Rhapsody has stepped forward as the first digital service to support the Recording Academy’s initiative to report full credits for tracks. Will it have an impact on dance music?
The Recording Academy’s Give Fans The Credit campaign, launched nine months ago, advocates the inclusion of credits in digital music for all songwriters, producers, engineers and non-featured performers such as session musicians and backing vocalists. The aim is to match the quality of information provided in (some) physical liner notes.
Greater transparency around who contributed to a track is no doubt another step in the race for every digital music service and their dog to innovate in music discovery (Twitter #Music, Spotify & Tunigo). Allowing people to browse tracks by each of their composite music-makers does open up avenues for finding new music.
But whether the idea is particularly relevant to dance music is an entirely different matter. Dance music is already producer-led, with a focus on auteurs who handle virtually every step of the creative process alone. Unlike in most pop, the artist and producer are often synonymous. One could argue, then, that the need for credits is less of an issue in dance than it is in the mainstream charts where consumers buy into a face, an image or a brand and are perhaps less likely to explore where the music came from creatively. However, it can’t be ignored that in recent years dance has fed more into the mainstream, with interesting results. Calvin Harris is credited as a featured artist on Rihanna’s ‘We Found Love’, for example (Harris wrote and produced the single). And who’s to say fans of Guetta’s ‘Little Bad Girl’ won’t go on a creative pilgrimage through co-producer Giorgio Tuinfort’s back catalogue? Hmm.

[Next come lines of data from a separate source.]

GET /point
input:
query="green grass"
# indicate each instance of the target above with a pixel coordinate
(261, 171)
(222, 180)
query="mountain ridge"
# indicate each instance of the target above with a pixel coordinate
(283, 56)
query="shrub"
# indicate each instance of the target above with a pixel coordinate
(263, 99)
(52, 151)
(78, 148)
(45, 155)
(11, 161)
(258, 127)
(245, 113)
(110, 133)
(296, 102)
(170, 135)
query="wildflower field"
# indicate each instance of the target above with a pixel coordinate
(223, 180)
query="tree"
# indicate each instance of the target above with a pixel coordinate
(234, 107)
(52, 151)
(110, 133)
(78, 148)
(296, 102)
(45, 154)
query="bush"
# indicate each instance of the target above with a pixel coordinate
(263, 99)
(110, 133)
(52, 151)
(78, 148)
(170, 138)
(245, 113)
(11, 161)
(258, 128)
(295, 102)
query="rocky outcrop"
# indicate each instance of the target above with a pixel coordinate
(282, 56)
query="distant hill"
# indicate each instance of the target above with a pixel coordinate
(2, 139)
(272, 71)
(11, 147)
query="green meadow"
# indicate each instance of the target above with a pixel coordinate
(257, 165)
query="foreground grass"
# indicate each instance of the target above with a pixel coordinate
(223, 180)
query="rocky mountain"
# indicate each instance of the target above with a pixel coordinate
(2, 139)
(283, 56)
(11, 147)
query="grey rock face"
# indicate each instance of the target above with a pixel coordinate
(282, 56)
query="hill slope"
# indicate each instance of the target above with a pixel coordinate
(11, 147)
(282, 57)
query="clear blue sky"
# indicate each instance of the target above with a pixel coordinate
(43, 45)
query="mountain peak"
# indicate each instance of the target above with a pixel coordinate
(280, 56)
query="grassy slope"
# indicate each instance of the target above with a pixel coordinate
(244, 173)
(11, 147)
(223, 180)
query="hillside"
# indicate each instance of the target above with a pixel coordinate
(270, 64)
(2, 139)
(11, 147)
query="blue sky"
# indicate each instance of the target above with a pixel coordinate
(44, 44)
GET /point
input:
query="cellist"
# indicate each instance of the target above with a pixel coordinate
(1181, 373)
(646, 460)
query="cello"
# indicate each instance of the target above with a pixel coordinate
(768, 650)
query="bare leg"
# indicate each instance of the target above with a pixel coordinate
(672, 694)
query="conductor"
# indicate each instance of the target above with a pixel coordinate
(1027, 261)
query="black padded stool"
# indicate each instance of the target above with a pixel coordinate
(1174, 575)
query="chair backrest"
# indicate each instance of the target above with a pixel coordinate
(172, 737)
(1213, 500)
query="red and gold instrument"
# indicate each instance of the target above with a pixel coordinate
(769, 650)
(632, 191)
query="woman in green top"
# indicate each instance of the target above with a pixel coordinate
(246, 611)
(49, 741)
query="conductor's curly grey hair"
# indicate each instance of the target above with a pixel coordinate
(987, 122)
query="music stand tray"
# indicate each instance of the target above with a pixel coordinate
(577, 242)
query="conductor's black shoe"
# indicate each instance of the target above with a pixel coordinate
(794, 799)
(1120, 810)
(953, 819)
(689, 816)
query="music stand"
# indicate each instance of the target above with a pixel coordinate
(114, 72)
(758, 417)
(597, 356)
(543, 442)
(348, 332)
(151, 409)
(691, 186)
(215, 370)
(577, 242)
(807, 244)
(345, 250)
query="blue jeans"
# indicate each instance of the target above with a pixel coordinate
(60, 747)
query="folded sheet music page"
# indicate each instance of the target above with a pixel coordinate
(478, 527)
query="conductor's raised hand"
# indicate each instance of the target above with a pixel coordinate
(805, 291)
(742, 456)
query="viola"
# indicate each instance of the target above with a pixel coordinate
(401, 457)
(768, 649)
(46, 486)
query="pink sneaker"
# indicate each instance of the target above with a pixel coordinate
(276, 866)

Consumers aside, what benefits might the campaign have for dance artists? While producers are more visible in dance than in pop, developments in production software and digital media have meant that collaborating remotely is more widespread, and tracks increasingly hail from more than one creative source. Getting your name down on a track’s digital identity could save beef and grief from future fall-outs with creative partners (à la The Weeknd and Jeremy Rose circa 2012).
Perhaps the biggest impact from the Give Fans The Credit campaign, then, will be the encouragement for artists, writers, musicians, engineers and producers to formalise their credits on digital releases. Electronic artists are notorious for missing out on royalties – only 15% of set lists at Glade 2011 were submitted for royalties, while 90% were submitted at predominantly guitar-based Reading Festival. Initiatives such as PRS’s Amplify and Give Fans The Credit may serve to remind dance artists to formalise their digital music footprint. Dance music distribution is increasingly fractured and fragmented, with artists often circulating their work through various channels long before it reaches formal streaming or digital download avenues, but if streaming takes off in the way the majority of the industry expect it to then accurate credits may turn out to be one of the most important factors in ensuring artists get paid fairly for their work.